Racon kesen abi!
Abone olPeki bu kavga neden başladı? Hıncal Uluç, Ahmet Hakan'a niye racon kesti? Kavganın hikayesini Ahmet Hakan yazıyor.
Herşey Ahmet Hakan'ın Fazıl Say'ın kitabıyla ilgili
yazdıklarıyla başladı. Bu bizim iddiamız tabii.. Ama
www.haberciler.com sitesinde yeralan bir haber, kavganın çok
önceden başladığını, Hıncal Uluç'un Ahmet Hakan'a karşı olduğunu
belirtiyor. İddia ne kadar doğru bilmiyoruz ama, bu kavganın
büyüyeceği bir gerçek. Kavganın ne kadar büyüyeceği ise şimdilik
belli değil. Ahmet Hakan'ın yazısıyla başlamıştı iki yazarın
arasındaki polemik. Hıncal Uluç, "Dur orada Ahmet dur!" yazısıyla
sert bir yazı almıştı dünkü köşesinde: Orada dur, Ahmet Hakan..
Orada dur!.. "... öğrenelim bakalım Konser sırasında cep telefonu
çalanlara fırça atan, sponsorunu dinleyicilere tercih eden, klasik
müzik sanatçısı olmasına karşın popüler olmak için her fırsatı
değerlendiren bir kişilik nasıl olurmuş.." Herhalde kulaktan dolma
laflarla köşe yazısı yapıp, bu ülkenin, ülkenin de değil, dünyanın
önde gelen sanatçılarını popülist olmakla suçlarken, asıl kendisi
popülizm tuzaklarına paldır küldür düşenlerinkinden daha ilginç
değildir.. Ahmet Hakan, bu gazetenin yeni yazarlarından..

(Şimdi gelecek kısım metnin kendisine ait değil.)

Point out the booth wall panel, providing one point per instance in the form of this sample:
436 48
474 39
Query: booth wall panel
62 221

Fikirlerine aşinayım.. Beni fena halde rahatsız ettiği halde saygı
gösteririm.. Benim fikre saygım vardır. Kimse de benimle ayni
fikirde olmak zorunda değildir. Sabah okurları arasında Ahmet
Hakan'ın fikirlerini alkışlayanlar da var, benimkileri de.. Çok
fikirlilik bu.. Amma.. İş fikir değil de, gerçekleri değerlendirmek
olunca, orada çok ama çok dikkatli olmak gerek.. Gerçeği analiz
diyorsanız o zaman o gerçeği çok iyi araştırmak ve bilmek
durumundasınızdır. Gerçeği yanlış bilirseniz, o zaman nasıl analiz
yaparsınız ki.. Ahmet Hakan'ın ne Fazıl Say'dan, ne de onun
misyonundan zerre haberi yok.. Belli hiçbir konserini izlememiş..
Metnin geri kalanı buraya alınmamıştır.